- Directed by: Humberto Solás
- Written by: Jorge Ramos Nelson Rodríguez Zurbarán [es] Humberto Solás Norma Torrado Cirilo Villaverde
- Produced by: Humberto Hernández
- Starring: Daisy Granados
- Cinematography: Livio Delgado
- Edited by: Nelson Rodríguez
- Release date: May 1982;
- Running time: 159 minutes
- Country: Cuba
- Language: Spanish

= Cecilia (1982 film) =

1982 film

Cecilia is a 1982 Cuban drama film directed by Humberto Solás and starring Daisy Granados. The film is based on the novel Cecilia Valdés by Cirilo Villaverde. It was entered into the 1982 Cannes Film Festival.

==Plot==
The film takes place in 19th-century Cuba. Cuban society is split over race, as there are deep divisions between the whites, their black slaves, and the mulattos, people of mixed race that are caught in between. The story follows Cecilia (Daisy Granados), her experiences with love, and the beginnings of the Cuban slave rebellion.

==Cast==
- Daisy Granados
- Imanol Arias
- Raquel Revuelta
- Miguel Benavides
- Eslinda Núñez

==Critical reception==
Solás's enormous 1982 production, the most expensive project undertaken by the ICAIC to date, was released simultaneously as a six-hour miniseries for Spanish television, a four-hour motion picture for Cuban audiences, and a two-hour film for international release. According to Michael Chanan, "no Cuban film ever prodded a raw nerve more insistently that this one, revealing in the process the dangers of interfering with certain types of cultural icons." Critics were unanimous in their outrage and disgust at Solás's versión libre of a canonical work and, yet, Solás consistently spoke of Cecilia as a successful film in personal terms until his death in 2008.

Solás erased the most shocking element of the novel - that, unbeknownst to them, Cecilia and Leonardo were sister and brother and, thus, incestuous lovers - and inserted, instead, a subtext that emphasizes Santería as the force that shapes the destiny of the characters.
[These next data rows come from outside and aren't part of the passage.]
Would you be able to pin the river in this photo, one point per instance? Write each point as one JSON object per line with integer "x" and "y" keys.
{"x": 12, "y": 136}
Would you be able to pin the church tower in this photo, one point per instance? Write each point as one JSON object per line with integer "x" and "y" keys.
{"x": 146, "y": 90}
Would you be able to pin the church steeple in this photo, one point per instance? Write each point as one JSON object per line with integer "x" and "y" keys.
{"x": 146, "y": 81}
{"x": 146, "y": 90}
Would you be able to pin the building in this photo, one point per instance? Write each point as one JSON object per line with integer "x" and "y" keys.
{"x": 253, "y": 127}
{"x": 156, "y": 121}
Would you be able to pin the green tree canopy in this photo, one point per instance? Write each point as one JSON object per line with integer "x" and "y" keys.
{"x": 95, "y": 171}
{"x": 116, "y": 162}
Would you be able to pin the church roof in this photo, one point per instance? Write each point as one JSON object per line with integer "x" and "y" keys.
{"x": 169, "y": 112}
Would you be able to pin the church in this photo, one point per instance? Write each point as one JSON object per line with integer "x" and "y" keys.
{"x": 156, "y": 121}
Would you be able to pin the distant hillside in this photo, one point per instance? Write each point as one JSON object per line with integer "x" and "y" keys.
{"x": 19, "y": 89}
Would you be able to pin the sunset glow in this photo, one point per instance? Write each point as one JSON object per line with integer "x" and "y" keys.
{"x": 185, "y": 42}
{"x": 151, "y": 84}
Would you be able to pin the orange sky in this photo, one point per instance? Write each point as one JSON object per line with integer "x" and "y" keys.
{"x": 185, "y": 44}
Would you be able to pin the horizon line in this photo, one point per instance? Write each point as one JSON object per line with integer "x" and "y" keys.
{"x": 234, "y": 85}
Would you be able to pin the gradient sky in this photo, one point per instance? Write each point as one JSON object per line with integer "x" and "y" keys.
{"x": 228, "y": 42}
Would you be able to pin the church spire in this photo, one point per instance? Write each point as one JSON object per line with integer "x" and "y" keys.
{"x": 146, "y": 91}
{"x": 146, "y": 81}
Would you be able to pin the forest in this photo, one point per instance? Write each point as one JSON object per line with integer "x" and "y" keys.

While the film shares with the novel an abolitionist stance and an abhorrence of the racist practices that permeated colonial Cuban society, it highlights the importance of religious syncretism and transculturation in a way that Villaverde's work could not.

Solás's film is a 20th-century response to a canonical text, grounded in the teachings of Fernando Ortiz, Lydia Cabrera, Natalia Bolívar, Miguel Barnet and other scholars who claim that Afro-Cuban culture is an integral part of Cuban national identity. By bringing Santería into the open and casting Cecilia as a practitioner of it, Solás makes visible that which was invisible in the 19th century novel. He resurrects the belief system of Villaverde's black and mulatto characters, making it central to the plot of his film and drawing clear parallels between it and Catholicism as contentious systems of reference in colonial society. Equally important, the projection of a religious theme on to a 19th-century-storyline allows Solás to look at something suppressed and driven underground in Cuba at the time his film was made: the continued presence of Santería as an undercurrent in contemporary Cuban culture and its power to subvert dominant paradigms. It was this aspect of the film that agitated and inflamed critics like Mario Rodríguez Alemán, who called the ending of the film "repulsive," condemned it for its "excessive religious charge," the predominance of the "sacred," and "the priority given to myth, oneiricism, mysticism, and folklore," which relegated "the political and social connotations of Villaverde's original to the background."